Creating a mini‑app with Macaron involves several stages:

  • Intent understanding – Macaron parses the user’s request and identifies the necessary components (e.g., data sources, UI elements, external APIs). Sonnet 4.5’s improved instruction following helps extract accurate intent and plan execution steps, while V3.2‑Exp can rapidly prototype potential intents for user selection.

  • Program synthesis – The agent uses the Claude Agent SDK to generate code, search the repository, read templates and write new files. Sub‑agents may specialise in front‑end (React) or back‑end (Python), and context management ensures the right code is available without overloading memory. Sonnet 4.5’s long context and code refactoring capabilities produce cleaner, more maintainable programs, while V3.2‑Exp speeds up the first draft.

  • Sandbox execution – Generated code is executed in a secure environment. The agent reads logs, captures errors and iteratively fixes bugs. Checkpoints provide safe fallbacks, and RL reward signals penalise code that fails tests. Macaron may also perform integration tests against external services using the Agent SDK’s bash and web fetch tools.

  • Interaction and refinement – The agent presents the mini‑app to the user through Macaron’s conversational interface. The memory engine stores the conversation and uses RL to decide which memories to recall in future interactions. Feedback from the user updates the reward model and influences future generations.

By integrating Sonnet 4.5 and DeepSeek V3.2‑Exp, Macaron can tailor this workflow. For example, a travel planning app might have the UI generator agent using DeepSeek to propose layouts quickly, while the itinerary logic and schedule optimisation use Sonnet 4.5 to ensure accuracy and proper handling of calendars. A budgeting app might rely on DeepSeek for initial charts and tables but use Sonnet 4.5 for complex financial calculations and compliance with regulations.

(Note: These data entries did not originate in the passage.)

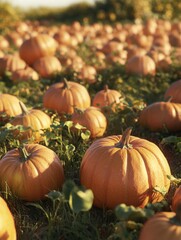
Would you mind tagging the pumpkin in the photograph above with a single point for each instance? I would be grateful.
(9, 106)
(124, 169)
(7, 226)
(26, 74)
(31, 171)
(174, 91)
(140, 65)
(11, 63)
(176, 200)
(36, 47)
(35, 120)
(47, 66)
(163, 225)
(160, 115)
(65, 96)
(108, 98)
(88, 74)
(91, 118)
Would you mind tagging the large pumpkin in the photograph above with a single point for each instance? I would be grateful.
(9, 106)
(35, 120)
(174, 91)
(93, 119)
(162, 226)
(124, 169)
(65, 96)
(37, 47)
(7, 225)
(160, 115)
(31, 172)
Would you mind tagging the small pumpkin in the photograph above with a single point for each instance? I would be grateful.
(124, 169)
(91, 118)
(176, 200)
(108, 98)
(163, 225)
(11, 63)
(31, 171)
(26, 74)
(7, 227)
(34, 119)
(174, 91)
(140, 65)
(160, 115)
(9, 106)
(36, 47)
(65, 96)
(47, 66)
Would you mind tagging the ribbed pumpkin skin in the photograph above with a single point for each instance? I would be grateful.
(174, 91)
(128, 176)
(7, 225)
(64, 99)
(47, 66)
(32, 179)
(37, 47)
(36, 119)
(161, 114)
(176, 200)
(159, 227)
(93, 119)
(11, 63)
(108, 97)
(9, 104)
(141, 65)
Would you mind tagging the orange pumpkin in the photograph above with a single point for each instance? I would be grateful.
(26, 74)
(37, 47)
(47, 66)
(91, 118)
(174, 91)
(7, 226)
(162, 226)
(65, 96)
(9, 105)
(141, 65)
(108, 97)
(31, 172)
(11, 63)
(34, 119)
(160, 115)
(124, 169)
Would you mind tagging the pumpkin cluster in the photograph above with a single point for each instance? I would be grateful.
(165, 114)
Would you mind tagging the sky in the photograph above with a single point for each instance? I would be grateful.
(47, 3)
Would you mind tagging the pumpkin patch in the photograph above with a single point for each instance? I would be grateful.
(72, 82)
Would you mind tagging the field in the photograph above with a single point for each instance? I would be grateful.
(96, 56)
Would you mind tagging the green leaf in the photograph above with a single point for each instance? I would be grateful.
(68, 186)
(81, 200)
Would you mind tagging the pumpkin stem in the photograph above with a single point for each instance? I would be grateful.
(177, 218)
(169, 99)
(66, 85)
(124, 141)
(24, 155)
(23, 108)
(79, 111)
(106, 88)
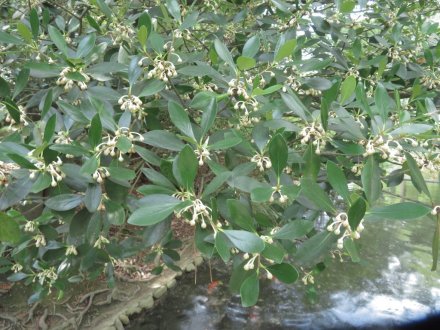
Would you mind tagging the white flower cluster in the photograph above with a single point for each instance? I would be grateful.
(48, 274)
(101, 242)
(3, 179)
(71, 250)
(277, 192)
(30, 226)
(163, 70)
(251, 262)
(40, 240)
(53, 169)
(100, 174)
(261, 161)
(341, 220)
(68, 83)
(315, 133)
(109, 148)
(23, 117)
(133, 104)
(202, 152)
(238, 88)
(199, 211)
(208, 87)
(120, 32)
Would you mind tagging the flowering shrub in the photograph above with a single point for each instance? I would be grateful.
(271, 127)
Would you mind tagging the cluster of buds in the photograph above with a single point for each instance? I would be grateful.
(199, 212)
(16, 268)
(308, 278)
(389, 148)
(341, 221)
(40, 240)
(23, 117)
(100, 174)
(133, 104)
(109, 148)
(202, 152)
(53, 169)
(431, 81)
(246, 105)
(68, 83)
(238, 88)
(315, 133)
(261, 161)
(277, 192)
(163, 70)
(30, 226)
(208, 87)
(101, 242)
(251, 261)
(3, 179)
(120, 32)
(48, 275)
(71, 250)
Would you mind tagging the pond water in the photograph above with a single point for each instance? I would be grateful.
(393, 284)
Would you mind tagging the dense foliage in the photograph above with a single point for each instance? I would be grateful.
(273, 127)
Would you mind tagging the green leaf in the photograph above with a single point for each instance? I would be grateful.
(174, 9)
(294, 104)
(21, 161)
(251, 47)
(86, 45)
(180, 118)
(24, 31)
(58, 39)
(312, 249)
(92, 198)
(35, 23)
(9, 229)
(185, 168)
(286, 273)
(49, 129)
(163, 139)
(337, 179)
(209, 115)
(285, 50)
(222, 247)
(5, 91)
(114, 213)
(278, 153)
(240, 215)
(245, 241)
(21, 82)
(224, 53)
(261, 194)
(371, 181)
(64, 202)
(104, 8)
(8, 39)
(47, 102)
(348, 87)
(95, 132)
(416, 176)
(294, 230)
(245, 63)
(154, 209)
(356, 213)
(352, 250)
(314, 193)
(250, 290)
(400, 211)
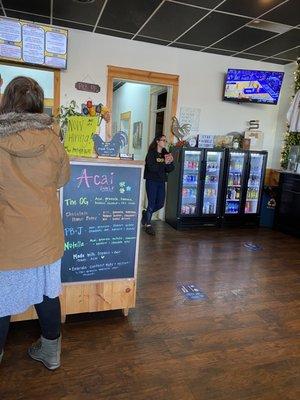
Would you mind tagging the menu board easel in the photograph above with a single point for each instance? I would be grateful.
(101, 207)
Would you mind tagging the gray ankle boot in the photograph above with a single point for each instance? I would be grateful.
(46, 351)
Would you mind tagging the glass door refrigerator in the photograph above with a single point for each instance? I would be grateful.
(194, 188)
(235, 177)
(212, 176)
(244, 177)
(255, 180)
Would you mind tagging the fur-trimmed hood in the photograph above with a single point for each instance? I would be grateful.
(25, 135)
(11, 123)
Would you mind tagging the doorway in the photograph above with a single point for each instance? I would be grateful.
(157, 94)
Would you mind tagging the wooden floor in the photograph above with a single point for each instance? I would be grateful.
(241, 343)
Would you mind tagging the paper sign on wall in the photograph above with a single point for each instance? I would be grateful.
(206, 141)
(78, 140)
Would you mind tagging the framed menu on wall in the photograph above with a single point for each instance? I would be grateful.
(32, 43)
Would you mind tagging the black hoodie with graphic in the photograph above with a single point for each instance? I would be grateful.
(156, 168)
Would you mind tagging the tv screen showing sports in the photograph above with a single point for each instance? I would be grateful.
(253, 86)
(32, 43)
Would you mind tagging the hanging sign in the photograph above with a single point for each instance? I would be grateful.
(206, 141)
(87, 87)
(112, 148)
(78, 140)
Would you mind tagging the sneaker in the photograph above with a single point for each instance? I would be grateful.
(150, 230)
(47, 352)
(144, 216)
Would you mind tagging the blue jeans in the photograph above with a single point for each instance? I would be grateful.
(156, 193)
(49, 318)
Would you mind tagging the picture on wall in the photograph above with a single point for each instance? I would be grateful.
(137, 135)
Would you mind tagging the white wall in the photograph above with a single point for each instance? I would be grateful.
(133, 97)
(201, 80)
(285, 101)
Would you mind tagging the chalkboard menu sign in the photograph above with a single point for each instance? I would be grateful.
(33, 43)
(100, 215)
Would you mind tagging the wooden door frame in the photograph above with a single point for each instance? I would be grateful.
(141, 76)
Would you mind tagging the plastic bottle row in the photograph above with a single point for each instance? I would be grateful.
(190, 179)
(209, 208)
(236, 164)
(188, 209)
(234, 179)
(232, 208)
(252, 193)
(233, 194)
(208, 192)
(250, 207)
(191, 164)
(212, 165)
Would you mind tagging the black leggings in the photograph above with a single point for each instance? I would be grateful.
(49, 318)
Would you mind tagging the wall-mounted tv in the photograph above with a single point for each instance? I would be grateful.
(32, 43)
(262, 87)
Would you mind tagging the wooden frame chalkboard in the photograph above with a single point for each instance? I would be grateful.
(100, 212)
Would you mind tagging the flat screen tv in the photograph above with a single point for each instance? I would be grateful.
(252, 86)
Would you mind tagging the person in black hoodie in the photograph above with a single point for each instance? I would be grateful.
(159, 162)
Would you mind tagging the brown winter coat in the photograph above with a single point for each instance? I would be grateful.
(33, 164)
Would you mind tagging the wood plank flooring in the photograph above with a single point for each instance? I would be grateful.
(241, 343)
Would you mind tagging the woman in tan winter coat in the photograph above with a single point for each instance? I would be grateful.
(33, 165)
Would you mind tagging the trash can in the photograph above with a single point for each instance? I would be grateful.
(267, 214)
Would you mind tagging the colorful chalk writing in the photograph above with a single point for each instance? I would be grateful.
(78, 140)
(100, 215)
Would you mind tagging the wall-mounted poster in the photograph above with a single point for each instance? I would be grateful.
(78, 140)
(33, 43)
(137, 135)
(190, 115)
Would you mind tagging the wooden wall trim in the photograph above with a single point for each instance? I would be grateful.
(150, 77)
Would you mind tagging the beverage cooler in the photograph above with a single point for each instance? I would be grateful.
(244, 178)
(195, 188)
(212, 187)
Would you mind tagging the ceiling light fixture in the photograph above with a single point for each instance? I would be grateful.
(84, 1)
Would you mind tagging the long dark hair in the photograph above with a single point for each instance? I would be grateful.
(22, 95)
(153, 144)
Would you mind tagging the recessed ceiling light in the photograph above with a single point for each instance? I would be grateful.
(269, 26)
(84, 1)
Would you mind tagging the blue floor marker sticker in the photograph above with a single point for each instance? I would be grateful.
(192, 292)
(252, 246)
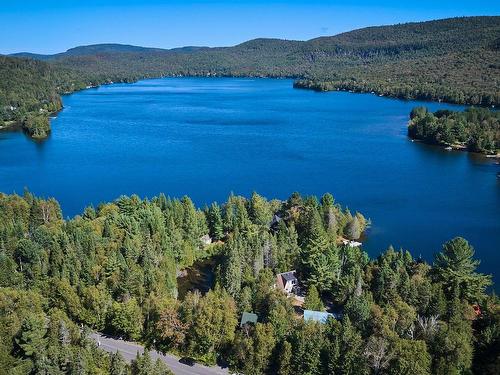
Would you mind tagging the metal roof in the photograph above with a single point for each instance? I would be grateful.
(288, 276)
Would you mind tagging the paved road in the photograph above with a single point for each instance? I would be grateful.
(129, 351)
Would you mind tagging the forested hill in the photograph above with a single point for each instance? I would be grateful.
(113, 269)
(455, 60)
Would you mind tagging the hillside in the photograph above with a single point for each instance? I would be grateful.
(454, 60)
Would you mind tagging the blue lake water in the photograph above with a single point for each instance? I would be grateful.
(206, 137)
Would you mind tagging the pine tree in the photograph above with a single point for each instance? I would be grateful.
(312, 300)
(456, 268)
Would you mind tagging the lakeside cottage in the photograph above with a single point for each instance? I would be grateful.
(248, 318)
(352, 243)
(286, 281)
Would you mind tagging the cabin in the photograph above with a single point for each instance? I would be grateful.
(248, 318)
(319, 316)
(287, 281)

9 Visualization of improvements

To illustrate the tangible benefits of these technologies, the following charts summarise key metrics.

Figure 2 – A comparative view of Sonnet 4.5 and DeepSeek V3.2‑Exp across coding accuracy, relative speed, cost and autonomy. Higher bars represent better values for accuracy and autonomy; lower bars indicate better (faster or cheaper) performance on efficiency and cost.

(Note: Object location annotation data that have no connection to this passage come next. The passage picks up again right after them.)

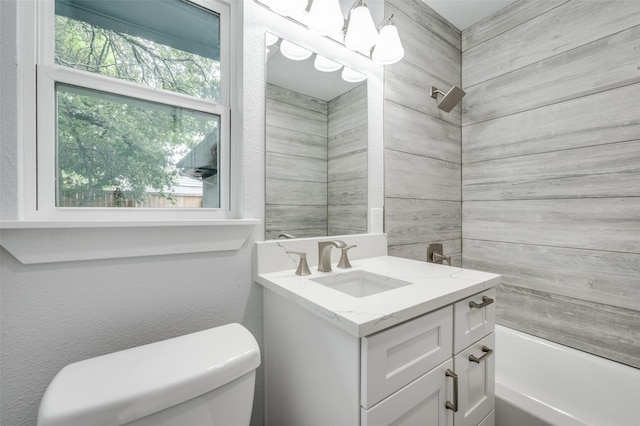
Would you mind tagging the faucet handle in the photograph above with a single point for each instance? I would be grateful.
(303, 266)
(344, 259)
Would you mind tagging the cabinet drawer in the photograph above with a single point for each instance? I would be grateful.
(476, 388)
(490, 420)
(420, 403)
(395, 357)
(475, 317)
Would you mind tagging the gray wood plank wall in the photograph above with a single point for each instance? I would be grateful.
(551, 169)
(296, 164)
(347, 163)
(422, 143)
(316, 164)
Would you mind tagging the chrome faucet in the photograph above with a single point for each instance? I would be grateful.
(324, 254)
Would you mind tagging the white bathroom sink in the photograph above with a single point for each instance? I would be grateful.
(360, 283)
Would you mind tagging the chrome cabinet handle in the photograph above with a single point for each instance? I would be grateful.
(487, 351)
(453, 405)
(485, 301)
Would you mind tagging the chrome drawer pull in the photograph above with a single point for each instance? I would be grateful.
(487, 351)
(453, 406)
(485, 301)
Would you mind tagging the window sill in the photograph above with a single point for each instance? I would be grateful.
(46, 242)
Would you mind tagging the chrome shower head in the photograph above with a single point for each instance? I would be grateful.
(451, 98)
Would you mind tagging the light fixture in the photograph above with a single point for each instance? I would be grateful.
(286, 7)
(352, 76)
(357, 33)
(325, 64)
(271, 39)
(361, 31)
(325, 17)
(293, 51)
(388, 49)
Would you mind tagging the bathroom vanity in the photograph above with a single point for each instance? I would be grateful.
(389, 341)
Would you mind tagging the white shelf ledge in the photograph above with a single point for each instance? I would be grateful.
(33, 242)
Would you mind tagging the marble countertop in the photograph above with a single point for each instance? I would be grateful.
(432, 286)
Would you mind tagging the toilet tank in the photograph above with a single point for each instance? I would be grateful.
(200, 372)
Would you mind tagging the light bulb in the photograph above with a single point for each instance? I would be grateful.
(361, 31)
(286, 7)
(293, 51)
(324, 64)
(388, 50)
(325, 17)
(352, 76)
(271, 39)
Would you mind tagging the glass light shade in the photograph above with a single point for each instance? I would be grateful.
(293, 51)
(361, 31)
(325, 17)
(286, 7)
(388, 49)
(271, 39)
(352, 76)
(324, 64)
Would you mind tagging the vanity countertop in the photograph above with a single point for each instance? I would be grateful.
(432, 286)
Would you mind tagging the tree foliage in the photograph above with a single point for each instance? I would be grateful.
(109, 143)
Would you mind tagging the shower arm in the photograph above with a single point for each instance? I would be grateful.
(435, 92)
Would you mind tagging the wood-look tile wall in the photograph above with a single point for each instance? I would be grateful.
(347, 163)
(422, 143)
(316, 163)
(551, 169)
(296, 150)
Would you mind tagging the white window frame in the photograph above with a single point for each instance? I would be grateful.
(39, 76)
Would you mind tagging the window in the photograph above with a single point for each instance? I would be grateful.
(133, 109)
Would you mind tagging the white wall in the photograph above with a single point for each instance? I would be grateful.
(55, 314)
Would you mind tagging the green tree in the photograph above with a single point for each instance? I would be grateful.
(119, 145)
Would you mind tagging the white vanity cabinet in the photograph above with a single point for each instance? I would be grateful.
(318, 374)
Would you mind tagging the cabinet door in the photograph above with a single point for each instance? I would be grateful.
(395, 357)
(474, 318)
(475, 367)
(420, 403)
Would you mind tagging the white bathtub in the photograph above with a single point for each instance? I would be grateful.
(539, 382)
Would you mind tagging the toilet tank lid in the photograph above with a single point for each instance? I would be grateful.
(123, 386)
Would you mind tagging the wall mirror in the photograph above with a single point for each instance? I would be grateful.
(316, 144)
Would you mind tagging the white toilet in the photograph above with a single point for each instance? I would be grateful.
(201, 379)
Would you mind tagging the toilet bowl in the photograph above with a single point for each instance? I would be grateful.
(201, 379)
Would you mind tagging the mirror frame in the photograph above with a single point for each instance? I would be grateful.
(260, 20)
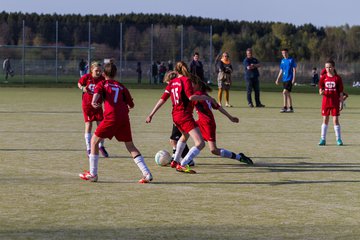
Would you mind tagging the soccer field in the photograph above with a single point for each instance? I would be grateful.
(295, 190)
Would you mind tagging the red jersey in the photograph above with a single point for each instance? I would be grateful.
(89, 82)
(332, 87)
(206, 121)
(180, 89)
(117, 99)
(204, 109)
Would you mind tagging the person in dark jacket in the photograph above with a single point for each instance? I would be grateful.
(251, 66)
(196, 67)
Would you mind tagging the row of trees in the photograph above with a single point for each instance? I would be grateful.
(306, 42)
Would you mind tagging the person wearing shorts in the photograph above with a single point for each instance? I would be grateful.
(288, 74)
(117, 102)
(332, 89)
(87, 85)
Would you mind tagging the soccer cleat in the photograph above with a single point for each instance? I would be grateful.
(192, 163)
(86, 175)
(173, 164)
(185, 169)
(290, 109)
(245, 159)
(339, 142)
(103, 152)
(146, 179)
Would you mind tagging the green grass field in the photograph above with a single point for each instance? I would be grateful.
(295, 190)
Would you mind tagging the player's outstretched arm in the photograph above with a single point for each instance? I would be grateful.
(157, 107)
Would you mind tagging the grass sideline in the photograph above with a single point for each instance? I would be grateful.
(296, 190)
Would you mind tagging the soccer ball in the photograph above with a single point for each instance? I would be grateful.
(162, 158)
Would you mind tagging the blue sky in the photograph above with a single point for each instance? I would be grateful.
(318, 12)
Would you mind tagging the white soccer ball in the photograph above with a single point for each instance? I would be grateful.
(162, 158)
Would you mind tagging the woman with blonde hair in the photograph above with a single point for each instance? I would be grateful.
(181, 91)
(224, 69)
(87, 85)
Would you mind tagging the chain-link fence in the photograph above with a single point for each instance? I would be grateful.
(132, 46)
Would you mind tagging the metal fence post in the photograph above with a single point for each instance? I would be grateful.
(121, 52)
(182, 43)
(210, 56)
(151, 51)
(23, 54)
(56, 51)
(89, 46)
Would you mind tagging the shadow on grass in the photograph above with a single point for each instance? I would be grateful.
(195, 231)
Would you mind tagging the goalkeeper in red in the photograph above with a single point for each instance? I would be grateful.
(116, 123)
(331, 88)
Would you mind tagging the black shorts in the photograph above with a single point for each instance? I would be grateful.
(287, 85)
(175, 134)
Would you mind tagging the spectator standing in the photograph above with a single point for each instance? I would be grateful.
(224, 69)
(196, 67)
(154, 72)
(162, 71)
(288, 73)
(252, 74)
(315, 77)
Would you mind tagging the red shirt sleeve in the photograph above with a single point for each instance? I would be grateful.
(99, 88)
(340, 84)
(321, 82)
(128, 98)
(166, 93)
(188, 88)
(82, 80)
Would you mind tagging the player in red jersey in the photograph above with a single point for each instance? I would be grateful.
(87, 85)
(207, 125)
(181, 91)
(116, 123)
(331, 88)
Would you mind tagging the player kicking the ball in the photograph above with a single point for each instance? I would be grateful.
(116, 123)
(207, 125)
(181, 91)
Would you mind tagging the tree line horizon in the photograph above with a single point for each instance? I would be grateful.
(306, 43)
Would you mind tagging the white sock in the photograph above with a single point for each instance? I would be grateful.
(337, 130)
(94, 162)
(139, 161)
(88, 140)
(323, 131)
(193, 152)
(225, 153)
(179, 149)
(229, 154)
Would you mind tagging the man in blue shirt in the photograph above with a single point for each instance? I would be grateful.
(251, 66)
(288, 73)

Figure 3 – Replit’s internal benchmarks show code editing errors dropped from 9 % with Sonnet 4 to zero with Sonnet 4.5. Improved instruction following and code refactoring lead to more reliable mini‑apps.

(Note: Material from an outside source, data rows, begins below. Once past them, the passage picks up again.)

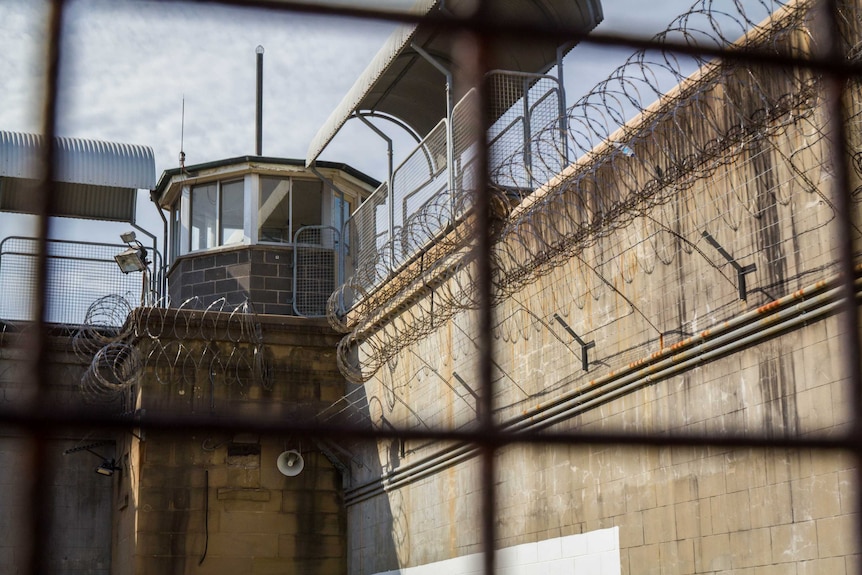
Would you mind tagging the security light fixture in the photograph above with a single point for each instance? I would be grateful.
(134, 258)
(108, 465)
(107, 468)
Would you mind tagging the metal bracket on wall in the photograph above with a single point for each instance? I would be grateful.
(585, 346)
(741, 271)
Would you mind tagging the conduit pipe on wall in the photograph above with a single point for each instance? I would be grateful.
(770, 320)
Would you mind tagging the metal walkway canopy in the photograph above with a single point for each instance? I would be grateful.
(94, 180)
(402, 83)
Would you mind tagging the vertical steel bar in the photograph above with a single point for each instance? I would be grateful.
(835, 123)
(478, 67)
(36, 374)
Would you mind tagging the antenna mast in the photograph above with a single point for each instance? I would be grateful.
(182, 134)
(259, 110)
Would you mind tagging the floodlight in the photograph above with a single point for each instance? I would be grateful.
(132, 260)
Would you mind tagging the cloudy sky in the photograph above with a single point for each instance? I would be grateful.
(128, 66)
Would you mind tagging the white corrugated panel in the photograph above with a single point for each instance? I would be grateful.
(79, 161)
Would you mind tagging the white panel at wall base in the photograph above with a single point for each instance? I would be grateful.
(596, 552)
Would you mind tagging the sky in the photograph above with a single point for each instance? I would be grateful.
(173, 75)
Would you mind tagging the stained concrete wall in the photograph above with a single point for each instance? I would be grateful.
(79, 501)
(215, 503)
(677, 349)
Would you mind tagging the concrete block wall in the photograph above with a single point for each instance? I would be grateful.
(263, 275)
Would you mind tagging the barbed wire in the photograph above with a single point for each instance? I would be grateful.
(221, 340)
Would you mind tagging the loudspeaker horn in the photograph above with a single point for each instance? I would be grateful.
(290, 463)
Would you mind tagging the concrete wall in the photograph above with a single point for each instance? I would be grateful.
(215, 502)
(80, 502)
(677, 349)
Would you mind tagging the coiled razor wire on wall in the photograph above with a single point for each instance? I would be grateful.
(723, 111)
(172, 345)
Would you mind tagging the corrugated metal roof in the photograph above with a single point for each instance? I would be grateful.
(402, 84)
(79, 161)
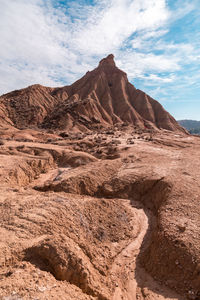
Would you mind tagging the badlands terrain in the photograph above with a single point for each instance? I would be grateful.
(99, 194)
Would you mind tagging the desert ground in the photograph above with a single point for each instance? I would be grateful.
(108, 214)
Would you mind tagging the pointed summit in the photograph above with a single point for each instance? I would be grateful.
(108, 61)
(103, 97)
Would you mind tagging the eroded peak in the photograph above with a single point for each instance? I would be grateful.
(109, 60)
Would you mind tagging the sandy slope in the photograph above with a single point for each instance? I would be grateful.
(116, 220)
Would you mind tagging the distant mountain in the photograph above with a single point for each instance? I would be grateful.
(191, 125)
(101, 98)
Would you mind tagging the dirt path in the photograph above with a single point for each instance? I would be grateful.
(131, 281)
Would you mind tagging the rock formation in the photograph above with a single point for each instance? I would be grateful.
(90, 208)
(102, 98)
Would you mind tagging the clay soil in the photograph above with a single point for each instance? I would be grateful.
(112, 214)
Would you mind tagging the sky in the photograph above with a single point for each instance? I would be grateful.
(55, 42)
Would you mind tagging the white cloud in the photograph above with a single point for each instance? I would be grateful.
(55, 46)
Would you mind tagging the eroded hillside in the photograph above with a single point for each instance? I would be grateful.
(108, 214)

Figure 4 – Combining DAPO and LoRA in an All‑Sync RL pipeline reduces the wall‑clock time of a training step from 9 hours to 1.5 hours[41], enabling faster updates to reward models and memory policies.

These visualisations underscore that the benefits are not theoretical. Reduced GPU requirements, faster training, higher accuracy and lower costs all contribute to a smoother, more efficient mini‑app pipeline.

10 Future directions

Looking ahead, both Anthropic and DeepSeek have hinted at more ambitious architectures. Sonnet 4.5’s successor may expand context windows, improve multilingual reasoning and support more complex tool interactions. DeepSeek’s next‑generation architecture is expected to build on sparse attention to achieve even higher performance at lower cost[31]. For Macaron, further research into self‑compressing memory, lifelong learning and cross‑lingual alignment could enhance personalisation and privacy[43]. Integrating federated learning would allow users to train memory models locally, sharing only model updates, thus improving collective performance while preserving privacy[43]. On the RL side, Macaron’s approach could incorporate normative theories – utilitarianism, deontology, virtue ethics – to provide explanations for its actions[44].

In summary, Macaron’s decision to connect to Claude Sonnet 4.5 and DeepSeek V3.2‑Exp, powered by the Claude Agent SDK, positions it at the forefront of personal AI. Sonnet 4.5 offers unmatched quality, extended autonomy and rich developer tooling; DeepSeek provides speed, efficiency and open‑source flexibility. Combined with Macaron’s innovative RL training techniques and memory engine, these models will help Macaron build mini‑apps faster, smoother and with fewer bugs. As personal AI continues to evolve, Macaron’s blend of autonomy, safety, ethics and efficiency serves as a blueprint for responsible innovation.